Who is responsible for cost management in a project?

A project manager is responsible for cost management in a project. Project managers use knowledge of project management, experience in planning projects, and cost estimation techniques to accurately predict, track, and manage project costs.

Which project tools help with cost management in project management?

A project manager can use a variety of project tools and techniques to effectively manage the cost of a project. The most common project cost management tools include Three-point estimating, Reserve analysis, and Earned value management.

What is the first step in project cost management?

The first step in project cost management is to plan the resources. It is because without knowing the resource requirements it is hard to estimate the project costs. Project resources include material, equipment, human resources, technology, and infrastructure.

How to project costs accurately?

The best way to estimate a project’s costs accurately is to use cost estimation techniques after determining the scope of the project using a work breakdown structure. The most commonly used cost-estimation techniques are Analogous estimating, Bottom-up estimating, Parametric estimating, and Three-point estimating.

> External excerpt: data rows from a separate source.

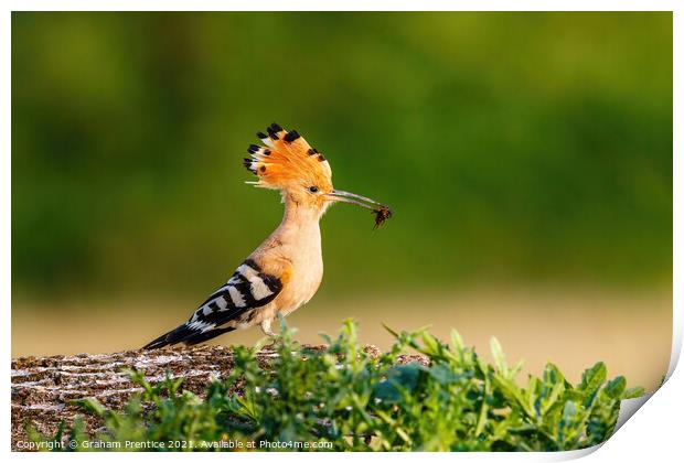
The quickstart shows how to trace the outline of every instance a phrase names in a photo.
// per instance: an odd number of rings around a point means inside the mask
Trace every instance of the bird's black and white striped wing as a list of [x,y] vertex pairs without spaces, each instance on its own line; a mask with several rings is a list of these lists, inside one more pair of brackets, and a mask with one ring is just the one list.
[[192,345],[233,331],[235,326],[223,325],[268,304],[281,290],[282,282],[278,278],[264,273],[254,260],[247,259],[224,286],[200,305],[188,322],[143,348],[178,343]]

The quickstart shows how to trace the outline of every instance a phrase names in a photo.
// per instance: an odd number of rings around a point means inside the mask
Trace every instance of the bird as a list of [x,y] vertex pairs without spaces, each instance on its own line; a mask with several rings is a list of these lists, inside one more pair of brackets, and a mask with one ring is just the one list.
[[259,325],[276,336],[271,323],[304,305],[323,278],[320,219],[335,203],[373,211],[376,227],[391,209],[368,197],[335,190],[325,157],[296,130],[271,123],[257,132],[244,166],[254,186],[280,192],[285,213],[280,225],[239,266],[231,278],[199,305],[190,319],[162,334],[143,349],[174,344],[195,345],[221,334]]

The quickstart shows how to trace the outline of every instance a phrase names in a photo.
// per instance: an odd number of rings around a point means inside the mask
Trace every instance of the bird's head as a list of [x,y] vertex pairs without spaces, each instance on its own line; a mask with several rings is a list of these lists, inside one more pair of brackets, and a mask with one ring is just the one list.
[[297,133],[271,123],[267,133],[257,132],[263,146],[248,148],[245,168],[257,177],[248,182],[263,189],[279,190],[284,201],[293,202],[322,214],[335,202],[351,203],[367,209],[388,211],[386,206],[353,193],[334,190],[332,170],[325,157]]

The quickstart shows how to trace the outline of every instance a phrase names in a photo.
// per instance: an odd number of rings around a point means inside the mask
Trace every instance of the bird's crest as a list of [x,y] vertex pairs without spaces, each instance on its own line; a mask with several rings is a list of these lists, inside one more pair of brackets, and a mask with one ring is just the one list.
[[325,157],[311,148],[296,130],[287,131],[271,123],[267,133],[257,132],[264,146],[252,144],[245,168],[259,180],[252,182],[264,189],[284,190],[304,185],[332,189],[332,171]]

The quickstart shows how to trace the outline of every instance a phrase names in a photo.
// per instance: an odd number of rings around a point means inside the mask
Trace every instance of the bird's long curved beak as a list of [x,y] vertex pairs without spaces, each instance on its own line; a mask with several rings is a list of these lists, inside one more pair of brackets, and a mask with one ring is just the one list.
[[341,190],[333,190],[332,193],[328,193],[327,196],[330,201],[355,204],[371,211],[377,211],[377,208],[380,207],[387,207],[378,203],[377,201],[371,200],[370,197],[361,196],[354,193],[343,192]]

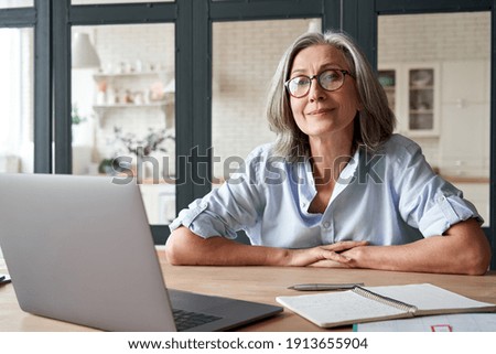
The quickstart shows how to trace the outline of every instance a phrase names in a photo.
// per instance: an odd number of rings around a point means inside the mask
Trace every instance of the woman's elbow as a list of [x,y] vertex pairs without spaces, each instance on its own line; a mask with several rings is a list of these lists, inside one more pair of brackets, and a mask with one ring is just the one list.
[[185,227],[176,228],[171,233],[165,244],[165,256],[169,264],[173,266],[188,265],[187,255],[187,236]]
[[484,276],[489,270],[492,251],[489,243],[483,243],[475,247],[466,261],[466,270],[470,276]]

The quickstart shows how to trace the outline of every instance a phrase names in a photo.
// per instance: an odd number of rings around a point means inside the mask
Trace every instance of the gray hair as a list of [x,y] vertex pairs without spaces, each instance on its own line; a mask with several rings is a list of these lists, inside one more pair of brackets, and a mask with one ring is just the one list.
[[269,88],[267,119],[278,136],[274,153],[290,162],[309,157],[309,137],[296,126],[284,82],[290,78],[294,57],[302,50],[326,44],[338,49],[345,56],[355,77],[363,109],[355,117],[354,146],[375,150],[385,142],[395,129],[396,118],[388,106],[386,93],[367,58],[355,42],[345,33],[328,31],[324,34],[309,32],[298,37],[285,51]]

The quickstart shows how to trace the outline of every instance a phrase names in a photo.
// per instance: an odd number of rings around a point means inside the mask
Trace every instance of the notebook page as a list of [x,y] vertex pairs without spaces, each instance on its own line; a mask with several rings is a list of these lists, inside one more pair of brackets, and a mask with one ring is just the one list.
[[321,326],[345,325],[406,313],[395,307],[364,298],[352,290],[278,297],[277,301]]
[[413,304],[419,311],[476,309],[492,305],[490,303],[468,299],[430,283],[367,287],[367,289],[381,296]]

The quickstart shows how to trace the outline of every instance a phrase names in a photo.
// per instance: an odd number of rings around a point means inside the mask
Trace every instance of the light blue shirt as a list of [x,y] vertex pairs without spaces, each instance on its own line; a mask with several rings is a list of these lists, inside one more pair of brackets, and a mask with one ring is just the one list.
[[308,211],[316,195],[310,162],[289,163],[271,151],[272,144],[255,149],[239,172],[181,211],[171,230],[184,225],[202,237],[235,238],[244,229],[252,245],[308,248],[339,240],[399,245],[472,217],[482,223],[474,205],[402,136],[373,154],[358,149],[323,214]]

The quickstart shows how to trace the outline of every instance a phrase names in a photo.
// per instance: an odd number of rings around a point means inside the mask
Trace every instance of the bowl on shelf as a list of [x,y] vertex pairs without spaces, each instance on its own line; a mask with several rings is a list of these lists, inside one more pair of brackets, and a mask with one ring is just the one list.
[[412,71],[410,83],[413,86],[422,87],[427,86],[432,81],[432,72],[430,69]]

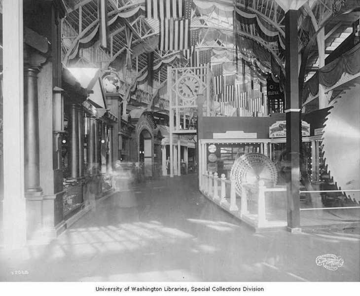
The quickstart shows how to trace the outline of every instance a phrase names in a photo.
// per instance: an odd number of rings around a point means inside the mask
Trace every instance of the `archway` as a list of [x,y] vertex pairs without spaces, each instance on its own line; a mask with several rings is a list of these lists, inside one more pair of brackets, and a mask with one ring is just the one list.
[[139,135],[139,161],[144,165],[145,177],[152,176],[152,137],[147,129],[143,129]]

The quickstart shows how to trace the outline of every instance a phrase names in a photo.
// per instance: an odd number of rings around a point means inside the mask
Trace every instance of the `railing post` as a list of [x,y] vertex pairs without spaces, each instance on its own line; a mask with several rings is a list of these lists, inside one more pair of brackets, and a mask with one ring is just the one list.
[[225,199],[225,195],[226,195],[226,191],[225,189],[225,174],[221,174],[221,191],[220,193],[220,204],[224,203],[226,200]]
[[209,180],[209,172],[207,171],[206,173],[205,173],[205,175],[204,176],[204,193],[208,193],[208,189],[209,189],[209,185],[208,185],[208,180]]
[[213,178],[213,172],[209,172],[209,190],[208,190],[208,195],[209,197],[211,197],[213,195],[213,181],[212,178]]
[[217,190],[217,173],[214,174],[214,195],[213,199],[215,200],[219,200],[219,192]]
[[233,177],[230,178],[230,210],[239,211],[236,205],[236,194],[235,193],[235,181]]
[[259,186],[257,201],[257,227],[265,226],[267,222],[265,217],[265,186]]
[[248,195],[246,192],[246,188],[245,185],[243,184],[241,188],[241,215],[249,214],[248,211]]

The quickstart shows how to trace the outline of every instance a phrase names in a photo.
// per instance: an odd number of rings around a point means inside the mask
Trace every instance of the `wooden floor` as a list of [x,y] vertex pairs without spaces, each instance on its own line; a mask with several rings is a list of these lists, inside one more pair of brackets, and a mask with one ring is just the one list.
[[360,224],[359,208],[300,210],[300,214],[301,227]]
[[[359,281],[359,229],[256,233],[196,175],[161,178],[98,203],[50,245],[0,249],[0,281]],[[325,254],[343,266],[318,266]]]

How to communicate project cost objectives to stakeholders?

The best way to communicate project cost objectives to stakeholders is to involve stakeholders in the project cost planning. Once they have a clear understanding of the project scope and resource requirements, they will be able to understand the project cost objectives.     

What are the three pillars of costing?

Based on the types of project costs, the three pillars of costing are direct costs, indirect costs, and overhead costs. Direct costs are directly attributed to the project, indirect costs are not directly attributed to the project but are required for project operations, and overhead costs are also not directly related to a specific project but support the overall operations of an organization.

What are the basic principles of cost management?

Cost estimation, cost budgeting, and cost control form the basic principles of project cost management. You need to create a project budget that adequately supports project activities and ensures project completion.